During the Savings and Loan (FSLIC) crisis, the RTC was formed to consolidate these bad loans, write them down, price them, and sell them off. Granted, today's financial crisis is orders of magnitude greater, but the concept should be the same. Put a Bill Seidman in charge of disposing the assets.

To just sit on the these toxic assets--hoping home balance sheets will magically improve, and defaults will magically decrease--is lunacy if unemployment keeps rising.

In other words, because these transactions were synthetic, outside the auspices of an exchange and subject to mispricing, wouldn't it make sense to put them all into an exchange, and have markets price them in a transparent environment?

For instance, on a micro level, when a borrower defaults, no one knows how much that house is worth anymore. Other homes in the neighborhood are affected, and the more foreclosures, the more distorted the pricing.
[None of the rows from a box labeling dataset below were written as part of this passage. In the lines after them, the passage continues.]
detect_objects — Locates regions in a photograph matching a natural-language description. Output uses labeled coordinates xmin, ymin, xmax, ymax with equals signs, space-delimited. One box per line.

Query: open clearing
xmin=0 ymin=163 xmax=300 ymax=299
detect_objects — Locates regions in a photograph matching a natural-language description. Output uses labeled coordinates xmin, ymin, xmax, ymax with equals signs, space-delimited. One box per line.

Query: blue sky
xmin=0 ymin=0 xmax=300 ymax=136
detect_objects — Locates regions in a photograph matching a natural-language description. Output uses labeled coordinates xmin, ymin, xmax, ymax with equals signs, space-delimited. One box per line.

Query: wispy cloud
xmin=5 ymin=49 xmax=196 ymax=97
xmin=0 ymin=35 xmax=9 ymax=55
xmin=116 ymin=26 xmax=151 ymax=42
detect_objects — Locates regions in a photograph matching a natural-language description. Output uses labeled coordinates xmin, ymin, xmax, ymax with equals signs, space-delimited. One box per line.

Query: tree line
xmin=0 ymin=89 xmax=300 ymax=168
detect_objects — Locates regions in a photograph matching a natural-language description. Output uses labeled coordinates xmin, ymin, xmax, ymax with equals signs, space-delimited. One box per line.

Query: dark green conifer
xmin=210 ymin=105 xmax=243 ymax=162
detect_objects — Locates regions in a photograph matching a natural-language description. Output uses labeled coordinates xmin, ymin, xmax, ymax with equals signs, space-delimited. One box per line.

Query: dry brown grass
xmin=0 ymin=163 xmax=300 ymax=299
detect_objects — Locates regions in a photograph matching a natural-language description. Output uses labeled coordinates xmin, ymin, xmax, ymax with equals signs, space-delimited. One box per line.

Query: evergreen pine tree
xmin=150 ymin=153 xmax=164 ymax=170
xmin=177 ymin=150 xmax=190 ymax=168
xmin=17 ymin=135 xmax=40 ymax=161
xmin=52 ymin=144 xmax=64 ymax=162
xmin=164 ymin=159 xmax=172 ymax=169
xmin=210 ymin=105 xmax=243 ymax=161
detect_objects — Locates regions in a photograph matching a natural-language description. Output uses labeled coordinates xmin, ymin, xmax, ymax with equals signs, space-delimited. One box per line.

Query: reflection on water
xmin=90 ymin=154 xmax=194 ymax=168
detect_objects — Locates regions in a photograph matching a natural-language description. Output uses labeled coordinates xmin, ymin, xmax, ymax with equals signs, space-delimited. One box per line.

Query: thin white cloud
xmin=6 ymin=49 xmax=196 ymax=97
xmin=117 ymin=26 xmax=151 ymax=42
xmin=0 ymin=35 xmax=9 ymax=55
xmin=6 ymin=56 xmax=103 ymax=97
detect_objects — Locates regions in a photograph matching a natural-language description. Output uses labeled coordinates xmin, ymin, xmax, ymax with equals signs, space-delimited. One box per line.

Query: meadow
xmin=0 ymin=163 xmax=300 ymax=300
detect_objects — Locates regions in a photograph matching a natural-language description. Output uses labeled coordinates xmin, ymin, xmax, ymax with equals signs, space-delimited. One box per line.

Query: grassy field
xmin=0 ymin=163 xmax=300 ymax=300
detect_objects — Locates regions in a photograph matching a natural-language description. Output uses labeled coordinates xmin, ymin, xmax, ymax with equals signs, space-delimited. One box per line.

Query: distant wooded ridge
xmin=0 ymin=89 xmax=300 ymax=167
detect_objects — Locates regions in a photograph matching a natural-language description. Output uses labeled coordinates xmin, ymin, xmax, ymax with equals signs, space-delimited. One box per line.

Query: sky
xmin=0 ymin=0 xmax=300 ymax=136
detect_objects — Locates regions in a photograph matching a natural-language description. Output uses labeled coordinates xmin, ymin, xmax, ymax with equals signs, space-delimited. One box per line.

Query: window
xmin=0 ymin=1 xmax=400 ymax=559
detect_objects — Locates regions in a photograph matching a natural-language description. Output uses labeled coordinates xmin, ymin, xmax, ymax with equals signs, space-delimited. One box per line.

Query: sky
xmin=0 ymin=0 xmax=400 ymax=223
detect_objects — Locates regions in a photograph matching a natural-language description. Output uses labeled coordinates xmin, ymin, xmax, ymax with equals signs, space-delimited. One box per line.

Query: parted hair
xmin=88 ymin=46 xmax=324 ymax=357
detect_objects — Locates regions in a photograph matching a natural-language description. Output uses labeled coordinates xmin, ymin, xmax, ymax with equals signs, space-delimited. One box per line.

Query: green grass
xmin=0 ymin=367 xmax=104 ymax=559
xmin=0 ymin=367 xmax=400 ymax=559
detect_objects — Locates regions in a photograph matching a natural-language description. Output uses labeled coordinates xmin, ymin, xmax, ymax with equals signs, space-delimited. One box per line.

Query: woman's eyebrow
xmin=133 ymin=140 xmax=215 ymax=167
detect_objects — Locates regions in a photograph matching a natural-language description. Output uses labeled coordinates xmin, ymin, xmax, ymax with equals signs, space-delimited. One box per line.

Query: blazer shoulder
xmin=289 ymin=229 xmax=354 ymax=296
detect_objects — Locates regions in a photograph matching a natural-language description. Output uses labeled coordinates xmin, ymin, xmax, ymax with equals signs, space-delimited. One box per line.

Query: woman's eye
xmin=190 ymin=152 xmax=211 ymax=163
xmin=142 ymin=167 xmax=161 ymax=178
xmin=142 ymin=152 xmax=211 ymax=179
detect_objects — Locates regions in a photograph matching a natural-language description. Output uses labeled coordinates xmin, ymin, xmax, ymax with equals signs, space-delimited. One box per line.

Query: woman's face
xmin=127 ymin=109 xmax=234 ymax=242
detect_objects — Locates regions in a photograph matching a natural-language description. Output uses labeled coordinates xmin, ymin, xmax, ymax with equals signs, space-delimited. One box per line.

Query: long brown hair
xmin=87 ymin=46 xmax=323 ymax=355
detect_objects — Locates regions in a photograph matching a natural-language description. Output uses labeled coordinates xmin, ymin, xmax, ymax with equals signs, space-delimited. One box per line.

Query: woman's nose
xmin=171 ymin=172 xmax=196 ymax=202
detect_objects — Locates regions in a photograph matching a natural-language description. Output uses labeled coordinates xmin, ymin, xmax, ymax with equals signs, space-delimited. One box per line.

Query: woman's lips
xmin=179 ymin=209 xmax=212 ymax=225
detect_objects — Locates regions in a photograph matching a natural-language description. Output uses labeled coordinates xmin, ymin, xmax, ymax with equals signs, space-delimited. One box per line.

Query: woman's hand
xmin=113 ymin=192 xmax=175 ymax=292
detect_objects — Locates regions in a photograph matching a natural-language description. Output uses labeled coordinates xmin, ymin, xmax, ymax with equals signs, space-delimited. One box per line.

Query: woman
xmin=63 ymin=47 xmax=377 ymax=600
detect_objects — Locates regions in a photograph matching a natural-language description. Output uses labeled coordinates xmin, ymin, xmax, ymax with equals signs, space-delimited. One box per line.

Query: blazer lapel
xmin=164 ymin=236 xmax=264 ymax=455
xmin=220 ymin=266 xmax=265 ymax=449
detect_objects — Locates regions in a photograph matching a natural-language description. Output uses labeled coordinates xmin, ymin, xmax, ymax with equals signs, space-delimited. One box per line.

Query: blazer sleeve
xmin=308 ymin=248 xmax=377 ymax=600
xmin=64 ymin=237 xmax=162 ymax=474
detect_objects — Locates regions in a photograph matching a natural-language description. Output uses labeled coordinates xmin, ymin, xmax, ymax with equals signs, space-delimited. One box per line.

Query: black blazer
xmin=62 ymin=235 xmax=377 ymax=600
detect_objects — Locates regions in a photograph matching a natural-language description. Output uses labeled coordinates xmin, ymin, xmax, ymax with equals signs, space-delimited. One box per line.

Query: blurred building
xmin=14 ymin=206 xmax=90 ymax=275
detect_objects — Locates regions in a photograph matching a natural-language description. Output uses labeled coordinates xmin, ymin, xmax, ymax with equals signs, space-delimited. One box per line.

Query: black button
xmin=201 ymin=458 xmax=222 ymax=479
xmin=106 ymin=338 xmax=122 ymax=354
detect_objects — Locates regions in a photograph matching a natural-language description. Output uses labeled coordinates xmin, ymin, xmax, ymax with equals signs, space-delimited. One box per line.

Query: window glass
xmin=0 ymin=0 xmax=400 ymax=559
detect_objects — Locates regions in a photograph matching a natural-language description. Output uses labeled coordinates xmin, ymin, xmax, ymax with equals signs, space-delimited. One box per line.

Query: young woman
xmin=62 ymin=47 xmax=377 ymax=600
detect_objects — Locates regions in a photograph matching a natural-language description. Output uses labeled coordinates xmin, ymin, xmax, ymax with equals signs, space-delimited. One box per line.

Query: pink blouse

But put them up into an auction in a foreclosure sale, and the market determines the value of that house--and other homes in the neighborhood.

It seems logical, but I'm not sure the government will figure it out. They're just going to throw more good money at bad money, bailing out special interest groups, and distorting market pricing even more, prolonging any chance of a bottoming out process.


Having said that, the government doing the exact wrong thing makes it easier for investors. Just keep playing the reflation thesis.